# Rental Cars in Emeryville CA station? Have they been closed?



## Layah1991 (Jan 19, 2022)

From searching online it looks like there is a Budget, Avis and Enterprise at the station or directly across the street. But when I try and make those reservations on any of the above websites the option wasn't available. I have been on hold with Enterprise in Oakland for over an hour trying to get some information. I called Amtrak and asked them to connect me to the Emeryville station or if they could answer my question and they told me they didn't know. Can anyone who has been through that station recently know if there are still rental cars available at the station? It looks like the closest rental car is Enterprise about 3 miles away in Oakland. The plan was to rent a car and go to Muir woods the next day. I was planning on staying in Emeryville the night we come in on the Zephyr because it is an easier drive to Muir from there. My mother who can walk, but not for long periods and needs a wheelchair for longer walks, will be with me so logistics of the rental car or getting an uber etc are important. Thank you for the information or suggestions.


----------



## John Santos (Jan 20, 2022)

There is a trail from Mill Valley to Muir Woods called the Dipsea trail.
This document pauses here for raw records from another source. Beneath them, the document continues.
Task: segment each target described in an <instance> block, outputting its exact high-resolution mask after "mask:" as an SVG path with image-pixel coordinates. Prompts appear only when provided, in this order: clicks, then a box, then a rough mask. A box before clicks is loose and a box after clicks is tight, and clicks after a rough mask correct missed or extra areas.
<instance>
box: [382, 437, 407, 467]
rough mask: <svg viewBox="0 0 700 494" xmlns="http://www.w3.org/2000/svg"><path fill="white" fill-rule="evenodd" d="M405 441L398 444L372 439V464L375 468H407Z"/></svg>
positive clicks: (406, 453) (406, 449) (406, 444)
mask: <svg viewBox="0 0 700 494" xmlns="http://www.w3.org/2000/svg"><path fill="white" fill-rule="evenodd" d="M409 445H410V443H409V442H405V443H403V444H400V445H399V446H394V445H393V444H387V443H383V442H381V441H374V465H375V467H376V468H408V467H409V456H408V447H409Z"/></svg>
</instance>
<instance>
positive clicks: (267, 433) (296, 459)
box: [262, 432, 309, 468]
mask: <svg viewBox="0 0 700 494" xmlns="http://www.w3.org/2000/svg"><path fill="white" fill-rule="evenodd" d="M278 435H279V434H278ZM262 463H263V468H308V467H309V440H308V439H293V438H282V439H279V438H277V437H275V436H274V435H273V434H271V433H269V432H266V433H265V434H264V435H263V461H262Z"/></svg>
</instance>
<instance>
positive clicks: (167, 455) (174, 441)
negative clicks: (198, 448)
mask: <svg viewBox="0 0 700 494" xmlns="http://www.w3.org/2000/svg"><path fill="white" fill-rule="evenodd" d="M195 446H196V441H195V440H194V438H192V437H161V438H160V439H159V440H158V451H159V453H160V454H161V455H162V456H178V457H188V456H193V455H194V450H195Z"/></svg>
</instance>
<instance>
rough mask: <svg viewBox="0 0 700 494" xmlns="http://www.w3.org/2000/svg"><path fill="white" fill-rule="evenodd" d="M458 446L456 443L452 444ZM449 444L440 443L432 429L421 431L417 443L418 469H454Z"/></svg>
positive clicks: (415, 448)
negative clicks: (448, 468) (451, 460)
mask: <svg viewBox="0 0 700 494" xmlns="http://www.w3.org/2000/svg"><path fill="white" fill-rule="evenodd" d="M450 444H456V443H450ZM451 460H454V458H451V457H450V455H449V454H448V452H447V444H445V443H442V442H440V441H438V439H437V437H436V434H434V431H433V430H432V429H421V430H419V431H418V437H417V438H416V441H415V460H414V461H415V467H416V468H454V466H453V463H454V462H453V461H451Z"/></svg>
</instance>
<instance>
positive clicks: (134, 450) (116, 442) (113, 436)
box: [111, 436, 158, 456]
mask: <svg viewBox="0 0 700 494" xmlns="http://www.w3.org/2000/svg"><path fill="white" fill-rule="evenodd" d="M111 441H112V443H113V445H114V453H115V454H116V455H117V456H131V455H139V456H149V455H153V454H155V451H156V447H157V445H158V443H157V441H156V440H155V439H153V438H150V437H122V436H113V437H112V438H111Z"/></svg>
Many years ago, the bus from San Francisco to Mill Valley had a stop right near or at the Mill Valley (Eastern) end of the trail. It went up and over the ridge and down to the entrance to Muir Woods. If I recall correctly (I was much much younger and more agile), it took about an hour or an hour and a half to hike it (each way). Looking at Google maps, the Mill Valley side of the ridge appears to be almost completely built up now, houses and roads everywhere. The western half (past the ridge) seems like I remember it from the two times I hiked it, in the late 70s and mid 80s, mostly open grasslands with scattered trees and beautiful views.

I don't know if the bus still runs or if the trail (especially the Mill Valley side) is still publicly accessible. It's hard to tell from Google Maps, but it is an alternative to having a car.
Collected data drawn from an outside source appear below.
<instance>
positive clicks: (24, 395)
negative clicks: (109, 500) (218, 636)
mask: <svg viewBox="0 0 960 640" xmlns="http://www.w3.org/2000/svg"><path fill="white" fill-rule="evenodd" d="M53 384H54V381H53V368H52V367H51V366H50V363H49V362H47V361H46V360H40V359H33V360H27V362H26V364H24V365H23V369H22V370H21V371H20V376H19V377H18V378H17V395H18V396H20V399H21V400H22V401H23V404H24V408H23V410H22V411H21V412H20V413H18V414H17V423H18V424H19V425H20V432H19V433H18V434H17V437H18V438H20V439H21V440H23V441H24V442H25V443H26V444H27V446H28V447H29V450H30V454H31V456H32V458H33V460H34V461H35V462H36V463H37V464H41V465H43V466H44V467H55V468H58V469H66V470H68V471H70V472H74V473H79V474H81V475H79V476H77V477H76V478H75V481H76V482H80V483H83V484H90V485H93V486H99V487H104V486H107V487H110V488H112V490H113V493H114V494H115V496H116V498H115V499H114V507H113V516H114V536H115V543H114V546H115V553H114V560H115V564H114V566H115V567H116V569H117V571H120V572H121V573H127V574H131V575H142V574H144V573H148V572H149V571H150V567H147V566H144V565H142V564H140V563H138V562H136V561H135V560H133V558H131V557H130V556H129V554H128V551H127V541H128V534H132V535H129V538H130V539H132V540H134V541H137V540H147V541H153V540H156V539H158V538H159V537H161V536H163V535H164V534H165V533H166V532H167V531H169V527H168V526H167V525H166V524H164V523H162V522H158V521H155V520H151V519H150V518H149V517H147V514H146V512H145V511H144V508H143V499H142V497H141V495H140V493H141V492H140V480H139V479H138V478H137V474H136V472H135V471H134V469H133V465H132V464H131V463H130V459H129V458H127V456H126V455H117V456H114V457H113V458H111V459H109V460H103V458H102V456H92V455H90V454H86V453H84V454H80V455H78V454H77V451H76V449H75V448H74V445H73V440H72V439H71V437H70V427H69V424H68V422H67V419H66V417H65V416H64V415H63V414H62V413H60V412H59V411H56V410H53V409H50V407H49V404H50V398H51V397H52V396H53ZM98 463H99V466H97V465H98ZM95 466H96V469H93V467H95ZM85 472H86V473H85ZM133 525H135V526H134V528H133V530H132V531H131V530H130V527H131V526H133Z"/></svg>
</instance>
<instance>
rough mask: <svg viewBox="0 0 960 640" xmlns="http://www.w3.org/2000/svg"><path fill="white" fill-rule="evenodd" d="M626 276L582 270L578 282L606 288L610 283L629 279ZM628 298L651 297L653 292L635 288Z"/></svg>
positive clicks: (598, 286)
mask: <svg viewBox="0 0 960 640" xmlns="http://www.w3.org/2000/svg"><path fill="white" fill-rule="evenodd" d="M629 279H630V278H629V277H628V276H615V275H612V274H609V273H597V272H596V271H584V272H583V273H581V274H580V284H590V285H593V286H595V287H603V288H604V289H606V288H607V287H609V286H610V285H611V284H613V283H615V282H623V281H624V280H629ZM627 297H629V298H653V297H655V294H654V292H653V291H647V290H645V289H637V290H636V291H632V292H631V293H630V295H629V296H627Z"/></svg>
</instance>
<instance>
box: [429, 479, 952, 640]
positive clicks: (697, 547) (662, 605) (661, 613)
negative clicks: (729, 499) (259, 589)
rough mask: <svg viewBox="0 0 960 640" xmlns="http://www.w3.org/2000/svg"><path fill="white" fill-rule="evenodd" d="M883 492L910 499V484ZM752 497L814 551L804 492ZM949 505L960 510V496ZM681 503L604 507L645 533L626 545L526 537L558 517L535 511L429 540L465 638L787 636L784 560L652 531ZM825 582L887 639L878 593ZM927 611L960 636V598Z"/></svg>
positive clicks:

BTW, the bus was a great way to cross the Golden Gate Bridge. Much better views than a car, because you are higher up, and much easier to watch the scenery if you aren't trying to drive at the same time!


----------



## Layah1991 (Jan 20, 2022)

Thanks! I think since I have my mom with me we will just rent a car and drive to Muir woods. She has never seen the redwoods so this will be a bucket list for her.


----------



## Maglev (Jan 20, 2022)

Be sure to get parking reservations for Muir Woods!






Muir Woods Reservations - Home


Go Muir Woods, the parking and shuttle reservation website for Muir Woods National Monument.



gomuirwoods.com


----------



## howard-nysf (Jan 25, 2022)

Layah1991 said:


> From searching online it looks like there is a Budget, Avis and Enterprise at the station or directly across the street. But when I try and make those reservations on any of the above websites the option wasn't available. I have been on hold with Enterprise in Oakland for over an hour trying to get some information. I called Amtrak and asked them to connect me to the Emeryville station or if they could answer my question and they told me they didn't know. Can anyone who has been through that station recently know if there are still rental cars available at the station? It looks like the closest rental car is Enterprise about 3 miles away in Oakland. The plan was to rent a car and go to Muir woods the next day. I was planning on staying in Emeryville the night we come in on the Zephyr because it is an easier drive to Muir from there. My mother who can walk, but not for long periods and needs a wheelchair for longer walks, will be with me so logistics of the rental car or getting an uber etc are important. Thank you for the information or suggestions.


Enterprise closed their office across the street from the Emeryville Amtrak station. Many rental car companies will pick you up if you schedule it. Or Uber to Enterprise in Oakland won't be that expensive.


----------